The end result? You feel isolated and ashamed. All the benefits you apply for are designed to "weed out" those deemed to be "not trying hard enough", and make you question again and again your own failure.
When you need support and assistance the most, you are dehumanized and isolated. And if your benefits run out? You don't even count anymore. You are no longer numbered among the unemployed by the US government. Which means that the dropping unemployment rate has less to do with more jobs and a lot more to do with less people getting benefits.
Washington Post 9/6/2013
http://www.bostonfed.org/employment2013/papers/Erceg_Levin_Session1.pdf

The truth? You are legion.
US statistics from January of 2014 shows 10.2 million officially unemployed. 7.3 million are "involuntarily part-time employed" - hours cut or only job available.
And this last bit is a quote from the report: 
In January, 2.6 million persons were marginally attached to the labor force, little changed from a year earlier. (The data are not seasonally adjusted.) These individuals were not in the labor force, wanted and were available for work, and had looked for a job sometime in the prior 12 months. 
They were not counted as unemployed because they had not searched for work in the 4 weeks preceding the survey.
Among the marginally attached, there were 837,000 discouraged workers in January, about unchanged from a year earlier. Discouraged workers are persons not currently looking for work because they believe no jobs are available for them. The remaining 1.8 million persons marginally attached to the labor force in January had not searched for work for reasons such as school attendance or family responsibilities. (See table A-16.)
http://www.bls.gov/news.release/pdf/empsit.pdf

So the math looks like around 11 million people who have no jobs and need one. And another 7.3 million who are getting less work than they need. 13 million people in the US had cancer in 2010
(http://www.cancer.org/cancer/cancerbasics/cancer-prevalence). So where are the support groups for the unemployed? The National organizations advocating for them?
Where is that ribbon?
Unemployment Awareness?
We fought like hell to make people unashamed to admit that they have mental illness, breast cancer, erectile dysfunction for heaven's sake.
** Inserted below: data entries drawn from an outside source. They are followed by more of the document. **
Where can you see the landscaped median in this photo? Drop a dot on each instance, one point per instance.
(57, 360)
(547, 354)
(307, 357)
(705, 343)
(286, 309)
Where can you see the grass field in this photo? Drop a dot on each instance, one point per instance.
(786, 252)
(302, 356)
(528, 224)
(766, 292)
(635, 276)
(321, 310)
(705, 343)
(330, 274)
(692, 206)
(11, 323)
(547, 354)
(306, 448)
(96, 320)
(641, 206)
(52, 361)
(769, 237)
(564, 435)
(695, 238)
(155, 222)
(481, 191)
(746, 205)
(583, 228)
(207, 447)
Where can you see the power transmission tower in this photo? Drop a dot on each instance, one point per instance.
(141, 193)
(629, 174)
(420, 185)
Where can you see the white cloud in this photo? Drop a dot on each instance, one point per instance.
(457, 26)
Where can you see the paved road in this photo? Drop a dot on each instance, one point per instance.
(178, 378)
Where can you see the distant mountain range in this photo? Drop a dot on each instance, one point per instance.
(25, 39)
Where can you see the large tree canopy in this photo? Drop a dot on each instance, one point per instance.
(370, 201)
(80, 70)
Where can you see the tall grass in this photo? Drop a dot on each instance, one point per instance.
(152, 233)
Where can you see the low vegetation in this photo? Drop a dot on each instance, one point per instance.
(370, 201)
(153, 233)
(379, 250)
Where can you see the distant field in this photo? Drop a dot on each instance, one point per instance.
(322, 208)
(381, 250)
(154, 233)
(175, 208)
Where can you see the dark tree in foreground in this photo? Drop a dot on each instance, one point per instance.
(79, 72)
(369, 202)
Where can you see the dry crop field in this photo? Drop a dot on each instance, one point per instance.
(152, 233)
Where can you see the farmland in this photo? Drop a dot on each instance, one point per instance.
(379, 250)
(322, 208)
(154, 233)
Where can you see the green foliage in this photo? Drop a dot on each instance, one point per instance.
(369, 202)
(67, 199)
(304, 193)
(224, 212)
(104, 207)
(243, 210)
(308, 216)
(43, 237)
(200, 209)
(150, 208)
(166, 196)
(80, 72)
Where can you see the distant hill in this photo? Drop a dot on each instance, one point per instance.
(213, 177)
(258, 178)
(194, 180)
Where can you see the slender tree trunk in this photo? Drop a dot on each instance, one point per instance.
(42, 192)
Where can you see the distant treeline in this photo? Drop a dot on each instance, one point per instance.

Why do we still shame those who don't have a job? Those whose jobs have been shipped to other countries, whose industries have vanished, whose skills are no longer valued?
Who does it benefit to marginalize and shame people who need basic healthcare, food, a place to live - because there are no jobs for them?
The scandal is not that people are poor, that people need work, that people need help. The scandal is that they are being shamed for it.
So take your "7 mistakes of job hunters", fold it until it is all corners and shove it up your arse.